China has also now surpassed the United States in the number of ongoing clinical trials, according to an analysis (E. H. Lee et al. J. Clin. Epidemiol. 183, 111791; 2025) co-authored by John Ioannidis, an epidemiologist at Stanford University in California. China took the lead in 2019 and has maintained that lead in the years since. In 2023, China was home to 16,612 registered trials, compared with 9,100 for the United States.

Cancer, cardiovascular disease and metabolic diseases were prominent fields of study, but the trials cover the full gamut of medical research. “China is working on practically every disease, they’re not lagging behind in any area,” says Ioannidis.

Two pairs of hands wearing surgical gloves hold an object during surgery. In the foreground, a pair of scissors lies on green fabric.

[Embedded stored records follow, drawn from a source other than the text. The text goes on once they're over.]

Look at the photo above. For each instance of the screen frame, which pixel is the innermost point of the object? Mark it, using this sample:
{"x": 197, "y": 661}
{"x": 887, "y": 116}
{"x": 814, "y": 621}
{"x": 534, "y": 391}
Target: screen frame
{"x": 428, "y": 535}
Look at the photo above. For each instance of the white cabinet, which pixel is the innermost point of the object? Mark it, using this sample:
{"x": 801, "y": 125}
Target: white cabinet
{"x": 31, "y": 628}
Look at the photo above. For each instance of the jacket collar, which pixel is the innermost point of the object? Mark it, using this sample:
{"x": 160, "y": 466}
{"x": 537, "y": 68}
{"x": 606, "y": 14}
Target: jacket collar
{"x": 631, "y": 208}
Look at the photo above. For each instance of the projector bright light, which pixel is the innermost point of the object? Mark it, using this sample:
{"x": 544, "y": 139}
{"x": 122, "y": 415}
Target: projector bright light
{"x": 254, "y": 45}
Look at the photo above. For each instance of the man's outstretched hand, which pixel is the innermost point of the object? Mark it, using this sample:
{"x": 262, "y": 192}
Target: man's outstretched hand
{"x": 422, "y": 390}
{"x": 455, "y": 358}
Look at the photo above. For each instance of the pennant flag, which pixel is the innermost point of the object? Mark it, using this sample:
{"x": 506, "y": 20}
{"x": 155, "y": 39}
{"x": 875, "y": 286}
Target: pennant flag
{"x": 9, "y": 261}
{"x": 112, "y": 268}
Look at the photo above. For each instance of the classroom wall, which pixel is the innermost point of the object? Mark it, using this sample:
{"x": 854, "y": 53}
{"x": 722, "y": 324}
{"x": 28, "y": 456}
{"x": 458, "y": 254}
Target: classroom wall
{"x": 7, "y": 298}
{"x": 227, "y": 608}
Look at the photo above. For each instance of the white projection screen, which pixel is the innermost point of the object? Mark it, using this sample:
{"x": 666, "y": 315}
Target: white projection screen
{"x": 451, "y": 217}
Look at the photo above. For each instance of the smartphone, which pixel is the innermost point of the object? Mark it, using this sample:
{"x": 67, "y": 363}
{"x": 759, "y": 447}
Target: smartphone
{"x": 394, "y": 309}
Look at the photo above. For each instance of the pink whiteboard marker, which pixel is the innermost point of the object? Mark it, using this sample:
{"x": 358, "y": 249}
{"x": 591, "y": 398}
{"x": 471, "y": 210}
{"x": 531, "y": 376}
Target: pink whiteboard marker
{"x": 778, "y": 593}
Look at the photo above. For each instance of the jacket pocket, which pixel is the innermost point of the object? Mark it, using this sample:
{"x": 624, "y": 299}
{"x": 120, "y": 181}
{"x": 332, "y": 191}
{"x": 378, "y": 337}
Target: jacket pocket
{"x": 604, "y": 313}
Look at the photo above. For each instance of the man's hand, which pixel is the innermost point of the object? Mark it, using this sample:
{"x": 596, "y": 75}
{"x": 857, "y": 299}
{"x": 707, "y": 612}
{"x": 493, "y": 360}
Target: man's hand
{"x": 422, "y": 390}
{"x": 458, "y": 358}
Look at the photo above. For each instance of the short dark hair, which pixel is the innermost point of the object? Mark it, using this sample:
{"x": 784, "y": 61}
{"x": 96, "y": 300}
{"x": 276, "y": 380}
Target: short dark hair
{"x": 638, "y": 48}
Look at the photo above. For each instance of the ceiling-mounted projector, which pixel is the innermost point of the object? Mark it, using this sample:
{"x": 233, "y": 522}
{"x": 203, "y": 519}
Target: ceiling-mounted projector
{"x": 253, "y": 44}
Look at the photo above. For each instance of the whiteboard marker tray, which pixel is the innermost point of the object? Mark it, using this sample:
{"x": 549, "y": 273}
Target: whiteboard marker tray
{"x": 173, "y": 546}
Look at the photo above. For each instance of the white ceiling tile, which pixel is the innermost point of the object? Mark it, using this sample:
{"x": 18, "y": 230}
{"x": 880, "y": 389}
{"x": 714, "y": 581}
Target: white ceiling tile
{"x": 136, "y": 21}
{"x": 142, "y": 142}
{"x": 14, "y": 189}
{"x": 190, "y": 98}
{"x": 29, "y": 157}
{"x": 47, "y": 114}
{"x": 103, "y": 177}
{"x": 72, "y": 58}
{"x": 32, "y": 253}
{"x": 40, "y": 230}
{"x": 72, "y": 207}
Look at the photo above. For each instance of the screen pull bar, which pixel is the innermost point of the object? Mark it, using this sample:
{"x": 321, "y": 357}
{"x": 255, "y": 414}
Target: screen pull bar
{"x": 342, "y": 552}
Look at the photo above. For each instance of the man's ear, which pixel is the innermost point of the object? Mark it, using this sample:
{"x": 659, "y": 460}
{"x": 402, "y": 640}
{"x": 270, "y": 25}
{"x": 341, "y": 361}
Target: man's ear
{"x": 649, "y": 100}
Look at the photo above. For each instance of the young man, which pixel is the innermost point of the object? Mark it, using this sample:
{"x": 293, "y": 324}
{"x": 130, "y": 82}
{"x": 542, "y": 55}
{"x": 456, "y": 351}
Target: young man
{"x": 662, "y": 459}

Surgery takes place at a hospital in Huai’an using an orthopaedic surgical robot. Credit: CFOTO/Sipa USA/Alamy

Although one of the biggest issues facing sponsors of trials is increasing costs, the per-patient cost is lower in China, and is not rising as it is in the United States and elsewhere. This potentially offers new outsourcing and partnership opportunities for international sponsors, Revati Tatake, a researcher at London-based analysis firm GlobalData, told a clinical-trials industry conference in San Francisco in February.

Currently, however, China is involved in relatively few international trials conducted across multiple sites. Most of its trials are single-centre studies conducted only in China — with 70% run by sponsor companies based in the country.

“That doesn’t mean they’re not trustworthy, but they are less likely to be the pivotal trials that change the health-care landscape internationally,” says Ioannidis. “At the very top, China is not challenging the US just yet.”

These shifts in research output towards China are likely to accelerate in the coming years, as the Trump administration’s cuts to science agencies such as the US National Institutes of Health (NIH) begin to bite.

For example, many grants from the NIH have been abruptly cancelled for political reasons. The future of the agency also looks bleak — the Trump administration is proposing that the NIH’s budget be cut by almost 40% next fiscal year and its 27 institutes consolidated into just 8.

“It is a loss to the US, but also a loss to patients of the whole world,” says Rao. “Fortunately, the cut in the US coincides with some dramatic increases in Chinese support for science and medical research.”

Rao says that if the United States keeps cutting back on funding then China will eventually be able to pick up the slack. “It will take a while for China to pick up all that is cut by the US,” he says — perhaps 10 or 20 years — but if the cuts continued he would be “confident that China will surpass the current level of US support for medical research”.

Persistent problems

Despite the rise of China’s research hospitals in international rankings such as the Nature Index, some of the country’s medical institutions have a spotty reputation when it comes to research quality and integrity.

A Nature analysis found that Chinese hospitals and medical schools dominate the list of institutions that had the greatest proportion of their research output retracted between 2014 and 2024 (see Nature 638, 596–599; 2025). Retractions can represent attempts to correct unintentional errors, but they can also be a result of fraud and misconduct. The top three spots in the Nature analysis, and seven of the top ten, were all taken by hospitals in China, although there was no overlap with institutions topping the Nature Index.